Seitdem ist die Christl eine Art Familienoberhaupt. Sie hat fünf verschiedene Ligen und 25 Trainer kommen sehen – und wieder gehen. Am liebsten war ihr der Erste: Werner Lorant. Der hat in den 90er Jahren seinen Stammplatz im Stüberl. Nicht nur sein exzessiver EspressoKonsum ist gut fürs Geschäft. Auch die Spieler kommen regelmäßig vorbei, essen die legendären Schinkennudeln und spielen Karten. Smartphones gibt es ja noch nicht.
Hunderte Fotos an den Wänden der Kneipe erinnern an diese Jahre, als die Löwen von der Bayernliga bis in den Europapokal durchmarschierten. Und natürlich an die ganz große Zeit, als der legendäre Tor- wart Petar Radenkovic, der „Radi“, die Meisterschale in den Giesinger Himmel streckte. Lange her ist das alles. Aber nicht vergessen. Der TSV 1860 und seine Fans leben von ihren Erinnerungen – und die Christl auch. „Sie wird immer ein Teil des Löwenrudels bleiben“, sagt Präsident Robert Reisinger im Vorbeigehen. Das gilt auch für Willi Bierofka. Der 65-Jährige sitzt draußen auf einer verlebten Bierbank direkt neben dem Trainingsplatz und trinkt einen Cappuccino. In den Siebzigern hat er selbst für die Sech- ziger gespielt, in den Achtzigern war er Trainer. Heute steht sein Sohn Daniel an der Seitenlinie und Vater Willi schaut sich noch immer fast jedes Spiel im Grünwalder Stadion an. Auch unter der Woche kommt er oft vorbei und setzt sich in den Biergarten vor dem Stüberl. „Ohne die Christl kann man sich das alles nur schwer vorstellen“, sagt Willi Bierofka und deutet auf das kleine Lokal. „Sie ist mit vollem Herzen dabei und hat auch zur Mannschaft einen guten Draht.“Ein paar Meter entfernt betreten die Spieler gerade den Rasen. Viele von ihnen waren noch gar nicht geboren, als die Wirtin hier angefangen hat. Ende des Jahres will sie den Laden endgültig zusperren.

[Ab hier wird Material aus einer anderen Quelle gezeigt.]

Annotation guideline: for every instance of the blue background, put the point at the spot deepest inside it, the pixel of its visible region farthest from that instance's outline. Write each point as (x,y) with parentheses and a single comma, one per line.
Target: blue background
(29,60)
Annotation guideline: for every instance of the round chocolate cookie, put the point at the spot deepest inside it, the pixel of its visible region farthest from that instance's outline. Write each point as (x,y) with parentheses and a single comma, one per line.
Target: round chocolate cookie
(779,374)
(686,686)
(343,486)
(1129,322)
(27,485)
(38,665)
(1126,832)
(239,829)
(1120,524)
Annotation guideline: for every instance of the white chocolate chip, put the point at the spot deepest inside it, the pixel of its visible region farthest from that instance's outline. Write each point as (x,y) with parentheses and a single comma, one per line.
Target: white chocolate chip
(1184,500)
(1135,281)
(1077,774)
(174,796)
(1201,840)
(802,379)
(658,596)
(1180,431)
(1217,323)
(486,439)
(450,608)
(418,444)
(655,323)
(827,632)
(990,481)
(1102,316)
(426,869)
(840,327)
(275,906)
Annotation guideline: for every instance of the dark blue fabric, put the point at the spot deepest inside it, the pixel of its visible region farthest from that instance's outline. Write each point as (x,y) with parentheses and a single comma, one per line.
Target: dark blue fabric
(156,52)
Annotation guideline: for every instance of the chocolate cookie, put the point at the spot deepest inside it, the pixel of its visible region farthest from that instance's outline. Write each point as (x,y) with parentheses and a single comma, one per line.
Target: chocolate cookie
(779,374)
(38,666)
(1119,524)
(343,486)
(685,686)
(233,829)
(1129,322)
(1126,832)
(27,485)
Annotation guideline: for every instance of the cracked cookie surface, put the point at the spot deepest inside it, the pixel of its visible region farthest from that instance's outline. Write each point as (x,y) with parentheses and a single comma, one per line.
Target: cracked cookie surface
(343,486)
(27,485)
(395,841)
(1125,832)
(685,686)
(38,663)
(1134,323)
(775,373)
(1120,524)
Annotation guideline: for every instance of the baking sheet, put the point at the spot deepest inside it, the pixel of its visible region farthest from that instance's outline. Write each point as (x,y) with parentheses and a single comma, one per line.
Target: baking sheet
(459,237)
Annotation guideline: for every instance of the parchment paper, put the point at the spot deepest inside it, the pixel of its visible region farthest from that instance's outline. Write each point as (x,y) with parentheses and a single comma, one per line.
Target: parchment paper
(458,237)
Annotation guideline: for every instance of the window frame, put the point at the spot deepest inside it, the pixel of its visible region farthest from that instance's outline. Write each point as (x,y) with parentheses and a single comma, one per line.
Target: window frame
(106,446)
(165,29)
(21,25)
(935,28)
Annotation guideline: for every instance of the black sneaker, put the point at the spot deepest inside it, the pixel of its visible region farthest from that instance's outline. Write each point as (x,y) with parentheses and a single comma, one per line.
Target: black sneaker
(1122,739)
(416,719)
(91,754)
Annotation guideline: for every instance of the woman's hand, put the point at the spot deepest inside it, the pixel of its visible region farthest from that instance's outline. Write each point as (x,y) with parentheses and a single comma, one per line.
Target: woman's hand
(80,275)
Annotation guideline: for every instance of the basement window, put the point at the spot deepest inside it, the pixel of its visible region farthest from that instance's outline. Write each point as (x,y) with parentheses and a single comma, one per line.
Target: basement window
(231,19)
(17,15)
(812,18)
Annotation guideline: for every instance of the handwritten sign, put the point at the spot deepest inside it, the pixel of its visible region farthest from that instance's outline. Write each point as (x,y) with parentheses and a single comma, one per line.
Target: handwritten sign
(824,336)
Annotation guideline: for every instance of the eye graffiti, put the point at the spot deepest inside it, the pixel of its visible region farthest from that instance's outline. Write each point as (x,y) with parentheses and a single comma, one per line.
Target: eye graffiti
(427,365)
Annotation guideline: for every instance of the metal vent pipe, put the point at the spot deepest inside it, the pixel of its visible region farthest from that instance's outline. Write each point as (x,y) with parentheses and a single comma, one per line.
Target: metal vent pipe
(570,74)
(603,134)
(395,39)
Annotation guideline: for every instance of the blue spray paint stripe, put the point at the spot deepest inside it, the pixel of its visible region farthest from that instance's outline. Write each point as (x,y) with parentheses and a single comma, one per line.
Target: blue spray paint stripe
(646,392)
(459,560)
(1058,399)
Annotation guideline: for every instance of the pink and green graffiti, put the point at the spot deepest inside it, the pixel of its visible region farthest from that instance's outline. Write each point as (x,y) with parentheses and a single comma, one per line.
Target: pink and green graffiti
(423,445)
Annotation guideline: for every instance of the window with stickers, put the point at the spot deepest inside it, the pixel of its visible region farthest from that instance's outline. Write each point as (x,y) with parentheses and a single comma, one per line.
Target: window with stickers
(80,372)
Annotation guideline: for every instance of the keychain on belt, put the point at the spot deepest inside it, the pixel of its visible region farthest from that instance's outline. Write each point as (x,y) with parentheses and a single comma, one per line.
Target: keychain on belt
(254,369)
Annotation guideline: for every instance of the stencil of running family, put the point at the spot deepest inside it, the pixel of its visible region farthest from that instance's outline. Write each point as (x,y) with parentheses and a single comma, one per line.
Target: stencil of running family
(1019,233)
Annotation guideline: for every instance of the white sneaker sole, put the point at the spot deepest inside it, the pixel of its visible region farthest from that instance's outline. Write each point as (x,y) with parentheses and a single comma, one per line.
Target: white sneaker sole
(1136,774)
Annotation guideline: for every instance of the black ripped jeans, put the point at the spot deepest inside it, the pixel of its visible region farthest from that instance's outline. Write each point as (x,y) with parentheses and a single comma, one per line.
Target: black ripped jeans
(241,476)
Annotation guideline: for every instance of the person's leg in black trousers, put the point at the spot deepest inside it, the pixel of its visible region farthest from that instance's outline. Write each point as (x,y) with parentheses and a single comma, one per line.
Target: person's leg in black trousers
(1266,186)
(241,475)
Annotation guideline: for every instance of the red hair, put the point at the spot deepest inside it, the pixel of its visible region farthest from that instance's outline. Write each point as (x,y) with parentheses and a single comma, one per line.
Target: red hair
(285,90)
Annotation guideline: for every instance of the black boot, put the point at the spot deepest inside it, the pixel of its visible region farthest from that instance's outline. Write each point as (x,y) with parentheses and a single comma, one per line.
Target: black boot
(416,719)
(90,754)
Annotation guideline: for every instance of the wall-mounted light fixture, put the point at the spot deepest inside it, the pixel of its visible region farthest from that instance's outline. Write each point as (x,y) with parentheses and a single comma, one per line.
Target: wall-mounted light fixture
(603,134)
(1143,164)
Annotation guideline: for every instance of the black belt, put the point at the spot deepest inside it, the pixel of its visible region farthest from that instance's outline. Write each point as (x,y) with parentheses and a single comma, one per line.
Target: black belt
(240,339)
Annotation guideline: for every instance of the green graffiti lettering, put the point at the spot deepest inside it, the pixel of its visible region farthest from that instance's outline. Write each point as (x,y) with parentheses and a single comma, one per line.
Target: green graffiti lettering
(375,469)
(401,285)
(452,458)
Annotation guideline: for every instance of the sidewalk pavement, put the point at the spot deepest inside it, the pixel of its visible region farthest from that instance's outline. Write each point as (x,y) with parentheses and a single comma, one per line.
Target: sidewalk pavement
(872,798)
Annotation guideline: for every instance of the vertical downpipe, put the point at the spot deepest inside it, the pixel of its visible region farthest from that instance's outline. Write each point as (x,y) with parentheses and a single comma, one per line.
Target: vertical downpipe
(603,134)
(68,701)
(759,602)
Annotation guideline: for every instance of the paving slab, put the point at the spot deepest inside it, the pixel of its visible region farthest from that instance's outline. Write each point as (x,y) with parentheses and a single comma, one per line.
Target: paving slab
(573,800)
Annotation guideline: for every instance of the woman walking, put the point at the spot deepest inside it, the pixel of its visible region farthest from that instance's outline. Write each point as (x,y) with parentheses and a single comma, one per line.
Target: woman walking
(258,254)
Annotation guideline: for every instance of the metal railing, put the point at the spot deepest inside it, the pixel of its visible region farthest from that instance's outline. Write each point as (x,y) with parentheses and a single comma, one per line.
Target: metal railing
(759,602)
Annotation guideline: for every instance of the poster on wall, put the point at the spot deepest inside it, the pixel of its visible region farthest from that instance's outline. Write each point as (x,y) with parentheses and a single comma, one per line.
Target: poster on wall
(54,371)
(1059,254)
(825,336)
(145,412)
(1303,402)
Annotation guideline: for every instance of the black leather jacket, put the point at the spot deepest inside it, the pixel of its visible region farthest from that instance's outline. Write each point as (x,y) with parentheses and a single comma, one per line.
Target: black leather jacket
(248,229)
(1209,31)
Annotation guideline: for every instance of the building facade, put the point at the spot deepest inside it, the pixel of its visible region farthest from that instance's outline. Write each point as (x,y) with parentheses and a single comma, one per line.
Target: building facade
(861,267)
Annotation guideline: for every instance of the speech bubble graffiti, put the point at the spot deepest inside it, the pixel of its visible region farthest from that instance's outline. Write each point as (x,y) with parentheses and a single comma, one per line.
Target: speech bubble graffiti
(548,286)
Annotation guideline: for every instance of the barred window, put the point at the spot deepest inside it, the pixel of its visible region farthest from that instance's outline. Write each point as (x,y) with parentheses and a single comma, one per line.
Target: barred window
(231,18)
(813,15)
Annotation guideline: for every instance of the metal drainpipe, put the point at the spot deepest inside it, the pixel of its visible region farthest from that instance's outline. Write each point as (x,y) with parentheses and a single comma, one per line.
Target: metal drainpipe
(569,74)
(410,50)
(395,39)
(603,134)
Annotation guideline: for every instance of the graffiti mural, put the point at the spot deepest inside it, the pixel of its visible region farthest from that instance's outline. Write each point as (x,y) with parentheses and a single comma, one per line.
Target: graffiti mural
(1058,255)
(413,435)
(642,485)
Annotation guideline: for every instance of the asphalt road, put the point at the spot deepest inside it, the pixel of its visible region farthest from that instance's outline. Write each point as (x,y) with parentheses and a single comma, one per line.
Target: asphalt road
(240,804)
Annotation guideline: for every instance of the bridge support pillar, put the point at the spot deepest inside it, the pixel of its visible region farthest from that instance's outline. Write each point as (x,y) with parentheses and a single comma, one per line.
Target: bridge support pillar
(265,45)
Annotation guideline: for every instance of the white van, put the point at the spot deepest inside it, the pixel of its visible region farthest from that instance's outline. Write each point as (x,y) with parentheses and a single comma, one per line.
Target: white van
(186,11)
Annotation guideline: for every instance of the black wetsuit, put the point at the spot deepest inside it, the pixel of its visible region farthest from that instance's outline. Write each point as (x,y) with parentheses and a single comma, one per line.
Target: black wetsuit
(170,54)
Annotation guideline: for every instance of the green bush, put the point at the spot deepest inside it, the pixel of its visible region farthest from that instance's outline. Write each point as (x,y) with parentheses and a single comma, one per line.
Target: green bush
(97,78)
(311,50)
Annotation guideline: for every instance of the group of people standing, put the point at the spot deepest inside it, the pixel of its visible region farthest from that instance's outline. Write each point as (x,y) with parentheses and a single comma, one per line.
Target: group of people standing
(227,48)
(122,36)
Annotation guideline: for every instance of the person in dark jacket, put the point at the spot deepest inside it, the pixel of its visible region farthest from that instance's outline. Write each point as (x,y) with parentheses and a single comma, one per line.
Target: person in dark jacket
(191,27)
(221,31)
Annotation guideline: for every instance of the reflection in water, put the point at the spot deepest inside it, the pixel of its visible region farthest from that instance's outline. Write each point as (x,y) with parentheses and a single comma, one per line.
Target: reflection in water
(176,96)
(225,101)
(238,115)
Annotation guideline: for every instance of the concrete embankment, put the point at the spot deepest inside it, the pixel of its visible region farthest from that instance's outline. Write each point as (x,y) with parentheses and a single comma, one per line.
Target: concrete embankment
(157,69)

Schon ein paar Mal hat sie das versucht und ist dann doch immer wieder weich geworden. „Es heißt halt nicht umsonst: Einmal Löwe – immer Löwe“, sagt Christl Estermann. Sie zeigt auf den goldenen Löwen, den sie an einem dünnen Kettchen um den Hals trägt. „Ich hoffe nur, dass sie mich nicht wieder überreden“, fügt sie hinzu und haut dann mit der flachen Hand auf den Tisch, als wolle sie sich selbst disziplinieren, diesmal hart zu bleiben. Dann schaut sie Richtung Trainingsplatz und schnauft tief durch. „Aber ich werde bestimmt weiterhin oft hier sein, ich wohne ja nicht weit weg.“
Der Platzwart kommt rein und holt sich zwei Wurstsemmeln. Am Stammtisch wird es langsam unruhig. „Hast es dann, Christl?“, fragt einer der grauhaarigen Männer und mischt demonstrativ die Karten. „Bin schon da“, sagt die Wirtin, setzt sich an ihren Platz und winkt dem „Herrn Reporter“zum Abschied. „Also, servus dann“, sagt sie. Servus, Christl.